SERV is committed to facilitating positive change in attitudes and beliefs regarding sexual and domestic violence and is dedicated to preventing interpersonal violence. Research has shown that people exposed to uncensored, sexualized media without sufficient ability to judge and question their messages may develop high-risk norms regarding domestic and sexual violence. Youth in particular need to develop critical-thinking skills to navigate the negative dimensions of popular culture, such as the impact of violence in the media, rigid gender stereotyping, homophobia and transphobia, and the sexualization of children. The Media Literacy curriculum’s objectives help youth and young adults explore:
- How media messages reinforce or challenge the social norms that affect our attitudes and behaviors toward one another.
- The diverse methods utilized by the media to get the “target” to believe their message and/or take action accordingly.
- How to deconstruct media messages to uncover hidden subtexts.

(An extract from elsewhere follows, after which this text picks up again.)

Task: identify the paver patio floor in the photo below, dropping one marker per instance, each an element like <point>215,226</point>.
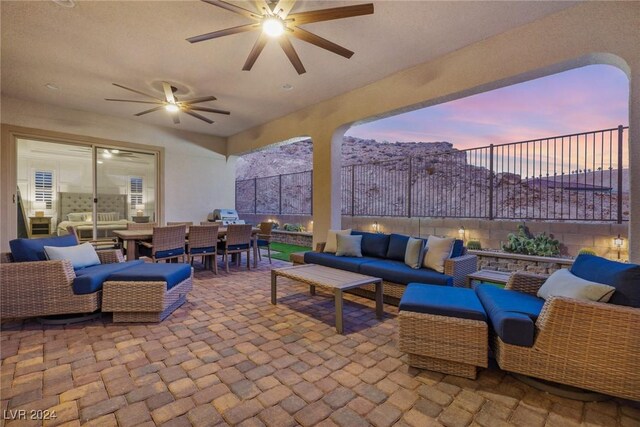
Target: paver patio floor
<point>229,356</point>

- How to reconstruct media messages that reflect the positive aspects of self-esteem and healthy relationships.
The curriculum is flexible and can be customized for the appropriate developmental level. The lessons can be easily adapted if educators wish to explore specific concepts in greater depth or tie them into the school’s health, humanities, business, or social studies courses. SERV encourages educators to continually explore music, television, print, and the many other outlets in our media culture in order to keep examples current and relevant for students.
SERV promotes Bystander Intervention as a preventive skill. Bystander Intervention is the concept that third parties who witness gender-based-violence can prevent escalation by intervening. Bystander Intervention also conveys the idea that individuals, regardless of age, have the ability to reject gender-based-stereotypes thus reducing the potential of misinformation manifesting into violent behaviors specific to gender.